Competition in the area of recordings of Beethoven’s sonatas is fiercely intense. Many foremost players recorded complete sets: Schnabel, Backhaus, Kempff, Arrau, Kovacevich, Barenboim, Brendel, Pollini, Schiff, Goode, and many, many more. I cannot claim that Zhang’s playing equals the inspirational artistry, intimacy and expressive mastery of those leading proponents, but I relish his sense of ebullient spontaneity, intelligent musicianship and commendable range of tone colour.

Two J. S. Bach piano transcriptions offer an appealing contrast to Beethoven’s sonatas. Zhang has selected Samuil Feinberg’s transcription of the Largo from Trio Sonata No 5 for organ, BWV529. Engaging yet somewhat serious, Zhang’s playing draws me into the dream-like narrative tinged with melancholy.

One of the best known and most loved melodies in all classical music is J.S. Bach’s aria Schafe können sicher weiden (Sheep May Safely Graze) the Andantino from ‘Hunt’ Cantata, BWV 208. This piece has been arranged for various combinations of instruments and many times for solo piano, for example by Egon Petri and Myra Hess. Zhang plays Dinu Lipatti’s transcription of this glorious melody in a performance that feels gentle and suitably soothing.

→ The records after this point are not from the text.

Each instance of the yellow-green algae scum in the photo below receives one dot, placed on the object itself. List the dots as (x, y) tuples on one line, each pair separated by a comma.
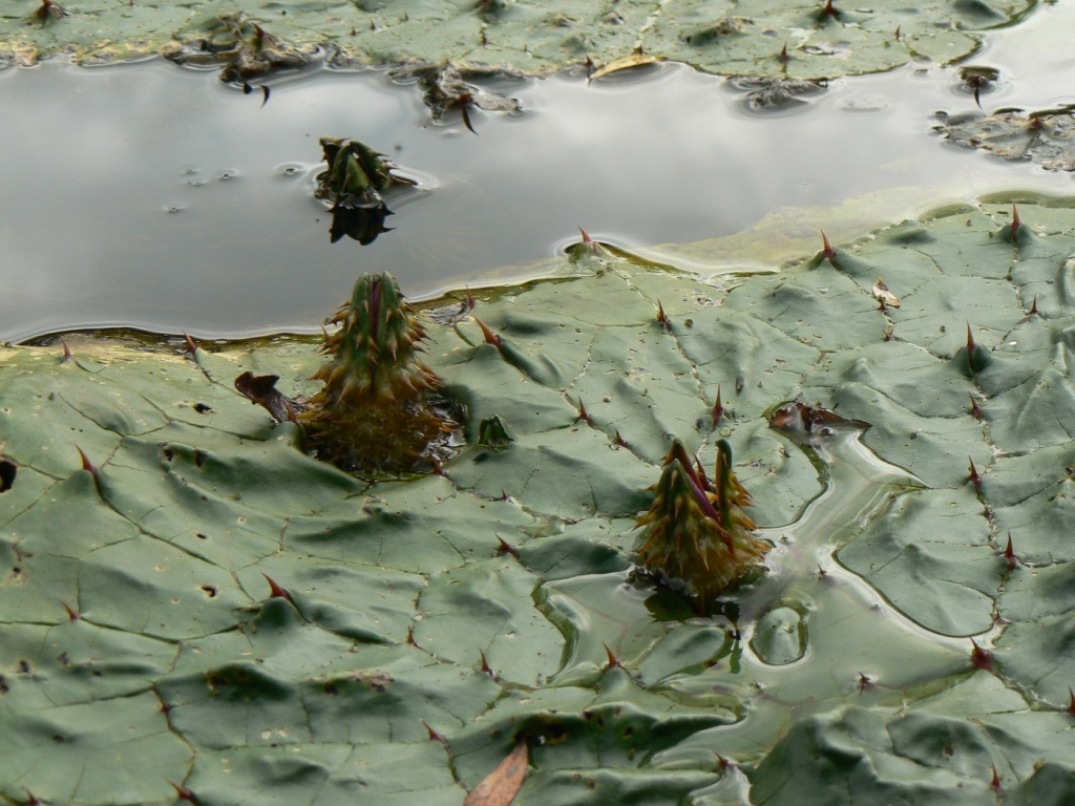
[(800, 40), (199, 603)]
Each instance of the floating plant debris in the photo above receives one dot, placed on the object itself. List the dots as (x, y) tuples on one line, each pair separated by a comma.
[(773, 94), (261, 390), (445, 90), (799, 417), (1045, 137), (242, 47), (374, 412), (978, 78)]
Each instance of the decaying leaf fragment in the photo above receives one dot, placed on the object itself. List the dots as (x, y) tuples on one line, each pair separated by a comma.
[(698, 534), (887, 298), (501, 786), (799, 417), (244, 48), (628, 62), (1045, 137), (261, 389), (8, 471), (445, 89)]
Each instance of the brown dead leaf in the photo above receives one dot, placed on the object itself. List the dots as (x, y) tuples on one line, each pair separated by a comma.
[(261, 389), (501, 786), (628, 62), (882, 292), (799, 417)]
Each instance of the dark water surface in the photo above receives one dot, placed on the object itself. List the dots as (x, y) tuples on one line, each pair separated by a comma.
[(156, 197)]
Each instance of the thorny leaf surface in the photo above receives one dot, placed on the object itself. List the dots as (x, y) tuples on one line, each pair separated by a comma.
[(203, 604), (758, 38)]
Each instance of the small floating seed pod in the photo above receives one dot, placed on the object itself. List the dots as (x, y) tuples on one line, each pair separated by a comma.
[(373, 413), (698, 533)]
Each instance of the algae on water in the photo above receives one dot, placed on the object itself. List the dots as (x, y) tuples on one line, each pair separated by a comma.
[(438, 622), (754, 38)]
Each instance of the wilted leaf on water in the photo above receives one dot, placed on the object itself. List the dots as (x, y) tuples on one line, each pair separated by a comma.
[(627, 62), (503, 782), (261, 389), (1044, 137)]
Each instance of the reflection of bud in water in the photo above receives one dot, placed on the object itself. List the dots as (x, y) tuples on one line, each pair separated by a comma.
[(354, 182), (698, 534), (361, 224)]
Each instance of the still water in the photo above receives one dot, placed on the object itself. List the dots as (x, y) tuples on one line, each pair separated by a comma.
[(155, 197)]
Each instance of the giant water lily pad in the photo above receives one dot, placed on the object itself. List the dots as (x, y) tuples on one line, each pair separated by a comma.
[(810, 39), (1043, 137), (194, 601)]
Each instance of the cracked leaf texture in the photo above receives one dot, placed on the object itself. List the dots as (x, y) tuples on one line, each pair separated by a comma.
[(432, 623)]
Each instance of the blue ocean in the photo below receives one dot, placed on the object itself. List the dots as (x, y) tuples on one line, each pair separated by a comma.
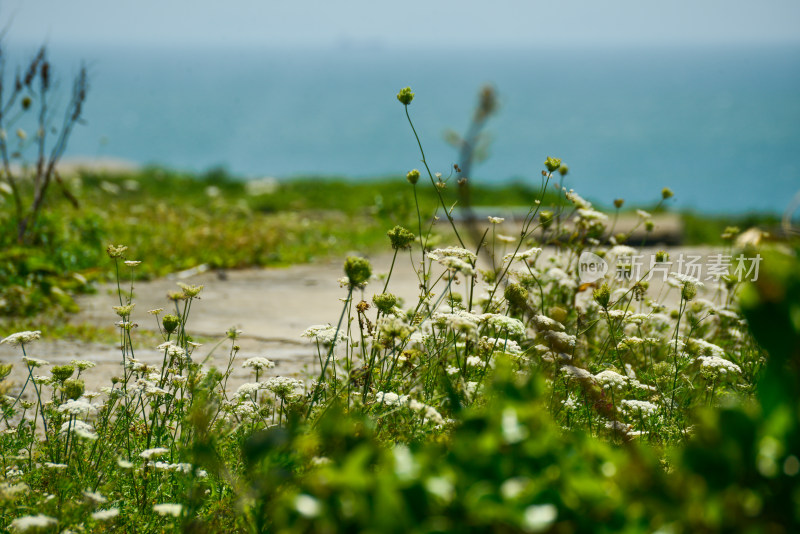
[(720, 126)]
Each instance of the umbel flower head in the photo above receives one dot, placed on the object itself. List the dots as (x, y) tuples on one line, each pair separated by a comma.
[(552, 164), (405, 96), (400, 237), (358, 270), (22, 337)]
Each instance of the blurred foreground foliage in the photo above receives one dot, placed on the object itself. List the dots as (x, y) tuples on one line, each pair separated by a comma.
[(508, 467), (180, 221)]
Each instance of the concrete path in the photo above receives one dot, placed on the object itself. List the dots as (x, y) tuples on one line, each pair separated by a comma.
[(271, 306)]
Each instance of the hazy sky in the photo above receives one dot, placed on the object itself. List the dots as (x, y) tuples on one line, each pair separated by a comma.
[(458, 23)]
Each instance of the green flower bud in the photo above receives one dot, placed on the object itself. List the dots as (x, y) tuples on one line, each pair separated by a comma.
[(552, 164), (5, 370), (358, 270), (62, 372), (516, 295), (602, 295), (546, 219), (405, 96), (170, 323), (730, 232), (689, 291), (400, 237), (385, 302), (73, 388), (116, 251)]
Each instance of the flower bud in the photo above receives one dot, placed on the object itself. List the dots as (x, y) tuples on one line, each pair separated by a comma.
[(62, 372), (358, 270), (73, 388), (602, 295), (400, 237), (552, 164), (516, 295), (385, 302), (546, 219), (170, 323), (405, 96), (689, 291)]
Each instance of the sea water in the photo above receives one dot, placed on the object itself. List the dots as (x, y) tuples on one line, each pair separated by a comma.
[(718, 125)]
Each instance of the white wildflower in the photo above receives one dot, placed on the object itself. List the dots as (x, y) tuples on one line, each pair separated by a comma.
[(149, 453), (94, 496), (325, 334), (391, 399), (77, 407), (576, 199), (21, 338), (521, 256), (51, 465), (34, 362), (105, 515), (82, 365), (635, 407), (611, 379), (719, 365), (502, 323), (248, 390), (543, 322), (79, 428), (285, 388), (474, 361), (168, 509), (25, 523), (452, 252), (259, 363)]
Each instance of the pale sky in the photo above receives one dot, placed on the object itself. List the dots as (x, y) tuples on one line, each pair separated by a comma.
[(398, 23)]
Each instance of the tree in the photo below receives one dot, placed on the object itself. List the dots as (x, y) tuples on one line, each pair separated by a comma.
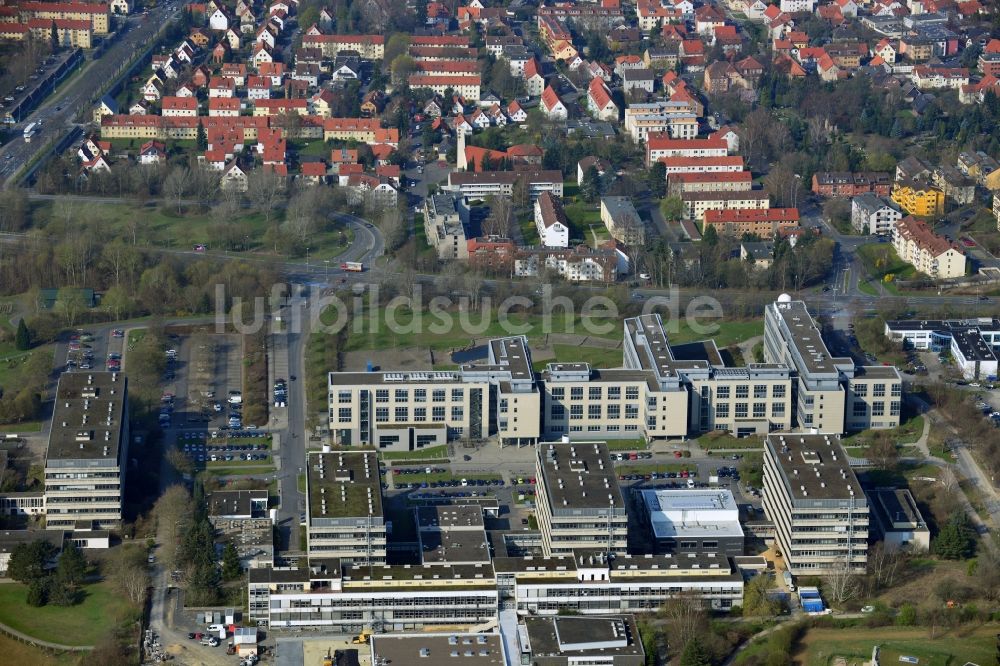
[(841, 584), (695, 654), (72, 566), (38, 592), (29, 560), (672, 209), (756, 601), (22, 339), (657, 179), (231, 567), (956, 540)]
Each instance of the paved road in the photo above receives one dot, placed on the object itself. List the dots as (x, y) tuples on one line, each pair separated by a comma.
[(59, 113)]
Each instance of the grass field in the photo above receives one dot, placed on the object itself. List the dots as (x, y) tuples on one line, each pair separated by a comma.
[(163, 226), (84, 624), (16, 652), (821, 646)]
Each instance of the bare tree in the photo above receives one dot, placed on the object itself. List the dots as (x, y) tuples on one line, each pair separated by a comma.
[(841, 585), (131, 575), (176, 185), (265, 189)]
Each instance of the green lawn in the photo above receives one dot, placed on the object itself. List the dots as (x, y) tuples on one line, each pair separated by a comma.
[(164, 226), (83, 624), (727, 333), (822, 646), (598, 357), (429, 334)]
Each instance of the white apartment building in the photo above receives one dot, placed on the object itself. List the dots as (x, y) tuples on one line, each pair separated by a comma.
[(818, 508), (580, 506), (344, 516), (931, 254), (482, 184), (830, 394), (87, 453), (872, 214), (409, 411), (673, 119), (551, 221), (444, 225)]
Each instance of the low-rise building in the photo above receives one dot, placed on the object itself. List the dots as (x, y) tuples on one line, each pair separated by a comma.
[(896, 520), (931, 254), (846, 184), (622, 220), (918, 198), (739, 204), (570, 641), (873, 214), (551, 221), (444, 225)]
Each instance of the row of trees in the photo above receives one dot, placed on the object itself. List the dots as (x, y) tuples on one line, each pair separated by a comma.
[(30, 563)]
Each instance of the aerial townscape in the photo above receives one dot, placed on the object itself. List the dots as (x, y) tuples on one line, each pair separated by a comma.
[(500, 332)]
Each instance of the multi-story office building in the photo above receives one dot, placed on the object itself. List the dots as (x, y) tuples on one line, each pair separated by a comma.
[(693, 521), (344, 507), (974, 343), (572, 641), (627, 584), (407, 411), (580, 506), (830, 394), (819, 511), (348, 598), (87, 451), (744, 401)]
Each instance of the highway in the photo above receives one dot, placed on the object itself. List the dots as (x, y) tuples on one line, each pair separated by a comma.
[(58, 114)]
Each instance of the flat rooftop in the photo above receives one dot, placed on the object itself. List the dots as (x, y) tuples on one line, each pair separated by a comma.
[(456, 517), (801, 332), (815, 467), (971, 345), (692, 512), (472, 649), (897, 508), (454, 546), (87, 418), (237, 503), (344, 484), (607, 637), (390, 378), (944, 325), (579, 475), (512, 353)]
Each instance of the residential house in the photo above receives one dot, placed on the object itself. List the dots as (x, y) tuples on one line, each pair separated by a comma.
[(599, 101), (552, 106), (551, 221), (929, 253), (918, 197), (874, 214)]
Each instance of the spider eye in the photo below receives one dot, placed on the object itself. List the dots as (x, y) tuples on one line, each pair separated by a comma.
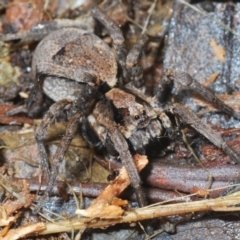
[(136, 117)]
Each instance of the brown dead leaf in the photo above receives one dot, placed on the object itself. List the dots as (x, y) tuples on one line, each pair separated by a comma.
[(23, 231), (211, 79), (102, 203), (24, 14), (218, 50), (12, 120)]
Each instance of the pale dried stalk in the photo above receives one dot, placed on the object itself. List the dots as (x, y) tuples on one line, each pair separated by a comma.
[(219, 204)]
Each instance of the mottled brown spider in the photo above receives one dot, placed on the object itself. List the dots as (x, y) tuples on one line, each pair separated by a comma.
[(72, 67)]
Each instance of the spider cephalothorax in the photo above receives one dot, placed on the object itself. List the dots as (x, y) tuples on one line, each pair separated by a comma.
[(70, 65)]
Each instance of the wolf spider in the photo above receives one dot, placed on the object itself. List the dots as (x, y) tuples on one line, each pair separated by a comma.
[(73, 67)]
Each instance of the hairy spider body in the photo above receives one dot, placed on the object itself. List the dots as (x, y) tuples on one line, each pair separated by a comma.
[(70, 66)]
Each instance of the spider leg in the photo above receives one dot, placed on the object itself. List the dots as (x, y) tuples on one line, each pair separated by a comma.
[(59, 155), (186, 80), (117, 37), (42, 128), (190, 118), (105, 117), (121, 146), (135, 71)]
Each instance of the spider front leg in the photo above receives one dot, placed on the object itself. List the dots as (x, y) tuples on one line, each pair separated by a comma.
[(190, 118), (42, 128), (59, 155)]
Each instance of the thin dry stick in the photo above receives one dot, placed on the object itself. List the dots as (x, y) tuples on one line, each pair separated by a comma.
[(220, 204)]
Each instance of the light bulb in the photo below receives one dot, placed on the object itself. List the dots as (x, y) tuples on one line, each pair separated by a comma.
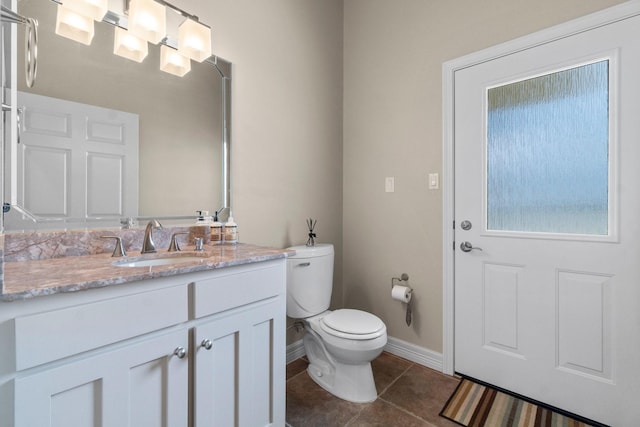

Labelled as a bonus, Beethoven’s two other works serve as fillers. First comes his own cadenza and final part of the first movement Allegro moderato from the Piano Concerto No 4. This is firm and determined playing, splendidly executed; Zhang is entirely up to the technical demands of the piece. There follows Für Elise from Bagatelle No 25 in A minor, WoO 59, one of the most famous piano pieces ever, which Zhang plays simply delightfully.

The sound engineers get impressive tone colours and wide dynamics from Zhang’s piano, a Bechstein D 282 concert grand. Zhang’s own liner notes say little about the works themselves.

Haiou Zhang, a first-class soloist, shows a compelling affinity for J.S. Bach and Beethoven in this satisfying and rewarding programme.